La République démocratique du Congo (RDC) ne veut plus de la présence des Forces démocratiques de libération du Rwanda (FDLR) sur son territoire. Lors d’une intervention percutante devant le Conseil de sécurité des Nations Unies, la ministre d’État en charge des Affaires étrangères, Thérèse Wagner Kayikwamba, a appelé à leur retour immédiat au Rwanda, dénonçant leur présence comme un facteur de déstabilisation régionale.
Devant les membres du Conseil, la cheffe de la diplomatie congolaise a martelé : « Les FDLR n’ont pas vocation à rester en RDC. Leur présence offre un prétexte à des interventions étrangères injustifiables. Il est temps de tourner cette page. »
Elle a également pointé du doigt la manipulation de ces groupes armés, dénonçant leur réutilisation dans le conflit régional comme l’a documenté le groupe d’experts des Nations Unies.
Avec cette déclaration, Kinshasa adopte une approche plus ferme et cherche à mobiliser la communauté internationale pour assurer le départ effectif des FDLR.

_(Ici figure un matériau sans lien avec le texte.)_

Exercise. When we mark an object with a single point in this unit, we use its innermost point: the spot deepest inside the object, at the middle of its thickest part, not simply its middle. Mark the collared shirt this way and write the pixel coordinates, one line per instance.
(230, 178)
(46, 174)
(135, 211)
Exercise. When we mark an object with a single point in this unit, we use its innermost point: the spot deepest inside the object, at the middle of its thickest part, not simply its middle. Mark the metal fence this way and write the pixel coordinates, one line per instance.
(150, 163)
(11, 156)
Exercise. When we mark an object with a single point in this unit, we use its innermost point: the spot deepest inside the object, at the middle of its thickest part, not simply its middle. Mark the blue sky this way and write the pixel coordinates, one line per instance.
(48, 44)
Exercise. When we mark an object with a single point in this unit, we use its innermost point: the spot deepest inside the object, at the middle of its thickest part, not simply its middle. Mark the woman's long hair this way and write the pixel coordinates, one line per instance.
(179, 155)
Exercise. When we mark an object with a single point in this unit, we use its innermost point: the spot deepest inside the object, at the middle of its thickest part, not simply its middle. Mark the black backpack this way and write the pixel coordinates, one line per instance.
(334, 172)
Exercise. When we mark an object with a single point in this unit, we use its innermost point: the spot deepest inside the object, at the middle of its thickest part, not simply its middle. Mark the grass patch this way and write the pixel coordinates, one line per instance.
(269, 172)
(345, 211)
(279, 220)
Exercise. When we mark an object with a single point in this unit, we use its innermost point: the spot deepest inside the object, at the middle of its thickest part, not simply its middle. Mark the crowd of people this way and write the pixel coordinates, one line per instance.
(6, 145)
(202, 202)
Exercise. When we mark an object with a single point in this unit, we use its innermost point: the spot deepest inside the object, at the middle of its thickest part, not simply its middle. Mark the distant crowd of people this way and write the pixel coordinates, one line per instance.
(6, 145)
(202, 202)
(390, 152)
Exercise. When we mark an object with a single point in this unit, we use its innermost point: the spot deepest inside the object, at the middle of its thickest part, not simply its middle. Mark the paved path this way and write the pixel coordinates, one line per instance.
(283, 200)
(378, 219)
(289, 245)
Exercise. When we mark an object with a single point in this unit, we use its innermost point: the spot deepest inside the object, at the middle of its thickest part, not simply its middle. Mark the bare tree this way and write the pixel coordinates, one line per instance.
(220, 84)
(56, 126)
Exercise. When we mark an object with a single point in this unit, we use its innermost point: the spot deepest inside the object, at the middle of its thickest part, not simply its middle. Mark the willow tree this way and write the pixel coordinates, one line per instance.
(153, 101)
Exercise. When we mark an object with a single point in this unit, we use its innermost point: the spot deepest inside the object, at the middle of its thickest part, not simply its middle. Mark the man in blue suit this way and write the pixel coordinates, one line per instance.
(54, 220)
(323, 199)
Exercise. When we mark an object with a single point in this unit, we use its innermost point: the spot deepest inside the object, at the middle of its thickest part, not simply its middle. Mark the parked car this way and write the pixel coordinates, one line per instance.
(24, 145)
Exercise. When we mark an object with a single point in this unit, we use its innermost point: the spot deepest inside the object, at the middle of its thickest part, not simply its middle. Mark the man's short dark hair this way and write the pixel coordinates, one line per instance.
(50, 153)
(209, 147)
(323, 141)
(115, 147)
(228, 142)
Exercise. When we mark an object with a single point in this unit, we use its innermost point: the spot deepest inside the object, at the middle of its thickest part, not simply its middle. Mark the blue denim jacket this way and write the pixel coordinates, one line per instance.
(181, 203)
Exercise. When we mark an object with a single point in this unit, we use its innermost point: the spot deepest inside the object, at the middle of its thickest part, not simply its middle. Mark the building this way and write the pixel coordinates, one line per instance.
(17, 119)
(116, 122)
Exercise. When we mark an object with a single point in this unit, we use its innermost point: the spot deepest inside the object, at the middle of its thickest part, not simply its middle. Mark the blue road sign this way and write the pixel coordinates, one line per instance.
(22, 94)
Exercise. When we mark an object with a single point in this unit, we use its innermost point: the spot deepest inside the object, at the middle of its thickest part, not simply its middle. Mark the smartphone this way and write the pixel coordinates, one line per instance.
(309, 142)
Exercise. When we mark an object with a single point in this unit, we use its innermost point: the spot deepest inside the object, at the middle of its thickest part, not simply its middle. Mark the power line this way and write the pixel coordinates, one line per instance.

Le Rwanda, régulièrement accusé d’instrumentaliser leur présence pour justifier des opérations militaires en RDC, devra réagir. Kigali reconnaîtra-t-il cette réalité comme une part de son propre héritage ?
Alors que la communauté internationale surveille cette évolution diplomatique, la RDC entend faire pression pour que des mesures concrètes soient prises afin de stabiliser définitivement l’est du pays.
Ce changement de ton marquera-t-il un tournant dans la gestion des tensions entre la RDC et le Rwanda ? La réponse pourrait redéfinir les rapports de force dans la région.